“Porque la política pasa, los gobiernos pasan, los hombres del poder caen en el olvido, pero la amistad verdadera, la que se construye en medio del fuego, sobrevive al odio y a los infundios”. Julio Scherer Ibarra
La relevancia de un libro puede medirse por las reacciones que provoca. Un ejemplo es “Ni venganza ni perdón” de Julio Scherer Ibarra, consejero jurídico de la Presidencia con López Obrador, y Jorge Fernández Menéndez, periodista.
El senador Gerardo Fernández Noroña declaró: “Qué deslealtad del tipo. Lo voy a decir, no me voy a aguantar, debería de estar en la cárcel Julio Scherer Ibarra”. Jesús Ramírez Cuevas, excoordinador de comunicación de AMLO y hoy jefe de asesores de la presidenta Sheinbaum, se refirió al libro como “un pasquín inmundo” cuyos autores representan “la defensa de los privilegios y la corrupción”. A Scherer lo describió como “un abogado que salió del gobierno en medio de señalamientos por tráfico de influencias y corrupción”.
El libro ofrece una visión desde el interior del gobierno de López Obrador. Aporta también el recuento de una relación de Scherer con López Obrador que empezó el 5 de abril de 1997 tras la muerte de Heberto Castillo.
La admiración de Scherer por AMLO se manifiesta en muchos puntos: “Tiene una vocación casi de misionero. Tiene una condición de cristiano que no puede evitar. Los lemas que más tarde impone cuando crea el partido —no robarás, no traicionarás, no mentirás— son enunciados de valores universales”. Reconoce también sus limitaciones: “Andrés no entiende la economía global. No es un buen administrador, no es un hombre de números, es un individuo sensible”.
Scherer señala errores del expresidente, como su insistencia, por influencia de Hugo López-Gatell y Jesús Ramírez, de prohibir los vapeadores. Apunta también que “entre la señora del Conacyt, el subsecretario de Agricultura, López-Gatell y la señora de Medio Ambiente convencieron al presidente de que el glifosato podría generar cáncer en las personas. Es un producto que se usa en todo el mundo, el más popular a nivel global, y hoy día no tiene sustituto. La bronca en la que metió a la agricultura fue enorme. Lo mismo sucedió con las demandas sobre el maíz transgénico”.

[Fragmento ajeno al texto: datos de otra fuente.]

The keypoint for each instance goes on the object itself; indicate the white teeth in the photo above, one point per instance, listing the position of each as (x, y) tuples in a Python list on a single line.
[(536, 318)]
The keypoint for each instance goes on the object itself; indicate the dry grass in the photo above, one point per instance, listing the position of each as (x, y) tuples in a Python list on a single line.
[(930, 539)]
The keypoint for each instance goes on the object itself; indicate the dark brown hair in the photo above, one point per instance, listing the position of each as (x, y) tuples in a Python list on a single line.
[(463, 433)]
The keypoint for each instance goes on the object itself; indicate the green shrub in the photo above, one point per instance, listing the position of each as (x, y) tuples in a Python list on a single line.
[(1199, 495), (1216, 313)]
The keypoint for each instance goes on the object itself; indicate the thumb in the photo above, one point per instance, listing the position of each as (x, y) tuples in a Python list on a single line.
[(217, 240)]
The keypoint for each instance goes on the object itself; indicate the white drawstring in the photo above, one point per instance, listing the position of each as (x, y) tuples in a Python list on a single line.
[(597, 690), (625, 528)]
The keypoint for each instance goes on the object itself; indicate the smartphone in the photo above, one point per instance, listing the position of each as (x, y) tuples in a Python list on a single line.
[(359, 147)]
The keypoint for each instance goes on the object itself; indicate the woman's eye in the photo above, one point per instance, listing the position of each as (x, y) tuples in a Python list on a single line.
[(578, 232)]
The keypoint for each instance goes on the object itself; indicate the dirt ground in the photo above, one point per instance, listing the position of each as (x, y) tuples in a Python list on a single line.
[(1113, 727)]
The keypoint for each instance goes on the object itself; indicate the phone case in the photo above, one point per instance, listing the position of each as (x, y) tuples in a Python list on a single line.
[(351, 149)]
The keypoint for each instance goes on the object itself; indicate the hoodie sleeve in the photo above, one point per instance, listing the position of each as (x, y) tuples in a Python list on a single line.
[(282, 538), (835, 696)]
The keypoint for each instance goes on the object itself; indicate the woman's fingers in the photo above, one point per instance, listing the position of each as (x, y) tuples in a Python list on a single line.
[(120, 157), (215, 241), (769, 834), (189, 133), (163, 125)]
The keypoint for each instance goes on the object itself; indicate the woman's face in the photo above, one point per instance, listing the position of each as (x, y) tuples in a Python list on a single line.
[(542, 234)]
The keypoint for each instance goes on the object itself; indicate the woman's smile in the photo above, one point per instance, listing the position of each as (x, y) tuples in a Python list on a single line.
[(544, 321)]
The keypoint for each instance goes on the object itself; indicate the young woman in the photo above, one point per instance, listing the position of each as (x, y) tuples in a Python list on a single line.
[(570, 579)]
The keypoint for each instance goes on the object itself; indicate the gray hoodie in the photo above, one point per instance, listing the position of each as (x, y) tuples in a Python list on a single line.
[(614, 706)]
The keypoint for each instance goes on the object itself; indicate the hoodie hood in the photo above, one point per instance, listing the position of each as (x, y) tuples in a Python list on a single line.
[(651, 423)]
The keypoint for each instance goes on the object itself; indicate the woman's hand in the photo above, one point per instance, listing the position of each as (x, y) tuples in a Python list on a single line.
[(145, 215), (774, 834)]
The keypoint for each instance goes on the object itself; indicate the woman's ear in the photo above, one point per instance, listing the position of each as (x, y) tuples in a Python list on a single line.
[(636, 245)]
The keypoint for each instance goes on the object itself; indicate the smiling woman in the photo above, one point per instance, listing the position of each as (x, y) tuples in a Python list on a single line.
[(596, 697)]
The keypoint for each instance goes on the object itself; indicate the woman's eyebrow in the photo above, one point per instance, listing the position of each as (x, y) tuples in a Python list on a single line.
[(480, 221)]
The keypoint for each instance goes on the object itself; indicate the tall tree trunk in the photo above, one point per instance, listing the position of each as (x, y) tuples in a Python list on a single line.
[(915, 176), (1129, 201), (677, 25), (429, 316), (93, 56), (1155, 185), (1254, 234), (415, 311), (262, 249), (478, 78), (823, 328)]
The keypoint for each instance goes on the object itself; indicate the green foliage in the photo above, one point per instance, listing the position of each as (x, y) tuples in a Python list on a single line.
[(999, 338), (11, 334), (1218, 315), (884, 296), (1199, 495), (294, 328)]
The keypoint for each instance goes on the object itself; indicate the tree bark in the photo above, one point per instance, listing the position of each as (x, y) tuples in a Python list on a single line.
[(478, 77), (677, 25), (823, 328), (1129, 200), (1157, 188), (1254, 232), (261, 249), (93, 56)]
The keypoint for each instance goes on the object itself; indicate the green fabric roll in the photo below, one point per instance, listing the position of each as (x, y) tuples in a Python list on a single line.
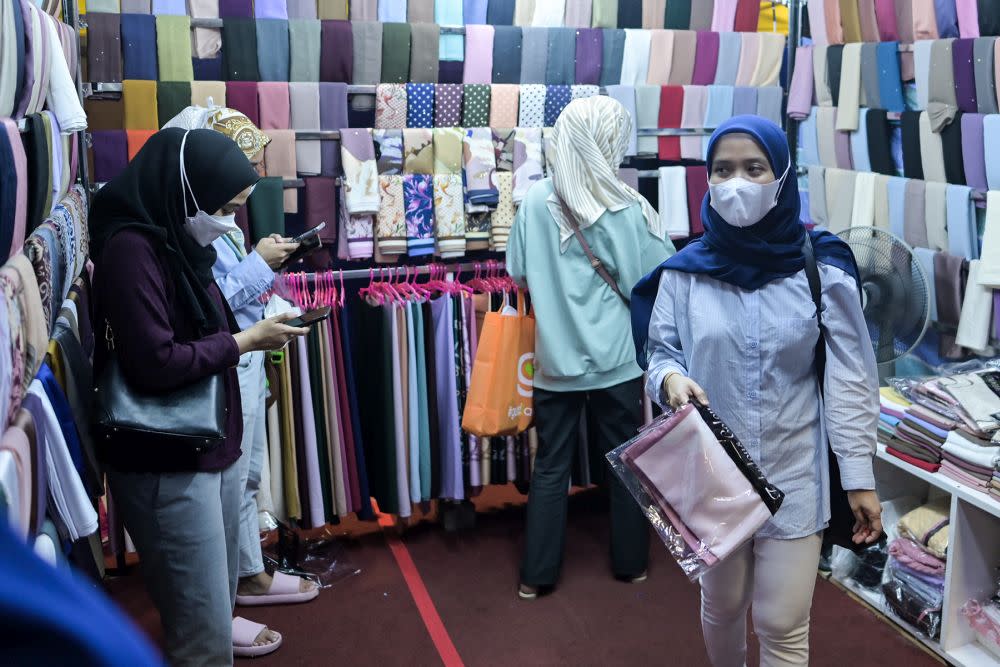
[(476, 105), (395, 52), (605, 14), (172, 97), (266, 208), (239, 49), (678, 15), (173, 48), (303, 40)]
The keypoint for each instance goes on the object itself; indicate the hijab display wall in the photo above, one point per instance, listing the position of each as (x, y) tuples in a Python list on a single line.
[(897, 107), (308, 74)]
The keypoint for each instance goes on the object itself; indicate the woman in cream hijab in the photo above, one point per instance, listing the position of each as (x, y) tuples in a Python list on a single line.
[(583, 350), (243, 279)]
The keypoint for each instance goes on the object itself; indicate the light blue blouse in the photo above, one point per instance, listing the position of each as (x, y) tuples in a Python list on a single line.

Scherer cuestiona a Adán Augusto López por la decisión de colocar la refinería de Dos Bocas en un predio de Tabasco “lleno de manglares”, donde no debería permitirse ninguna construcción. “Metieron a una constructora sin los permisos, destruyeron todo el manglar y fue ahí donde determinaron instalar la refinería”. Además, “se mandó una iniciativa al Congreso del Estado que era una barbaridad: decía que todos aquellos proyectos que se construyeran con recursos federales no tenían que pasar por licitación pública. Ese era Adán Augusto”.
Manuel Bartlett, quien dice Scherer que una vez amenazó de muerte a su padre, el periodista Julio Scherer García, también “perjudicó muchísimo al presidente”. Quería quitar los ductos a la iniciativa privada, cosa que “no se podía hacer”. López Obrador “decidió hacerle caso a Bartlett” y el tema llevó a la renuncia del secretario de Hacienda, Carlos Urzúa. A AMLO no le importaba la “razonabilidad económica” de los proyectos. “Tuvo un conflicto por lo mismo con Gerardo Esquivel”.
No sorprende que el libro genere tantos arrebatos emocionales, pero a mí me parece un documento indispensable. Nos describe con afecto, no con odio, el gobierno de AMLO: “Lo viví. Lo padecí. Y, sin embargo, no me arrepiento. Porque en medio de la tormenta quedó intacto lo más importante: la certeza de haber acompañado a un hombre que, con todas sus contradicciones, puso por delante la convicción de transformar al país”.
Nueva deuda
Hasta hace unos días, el gobierno presumía la reducción de la deuda de Pemex, sin aclarar que fue por un subsidio de Hacienda, de los contribuyentes. Ayer, sin embargo, Pemex anunció la colocación de bonos de nueva deuda por 31 mil 500 millones de pesos.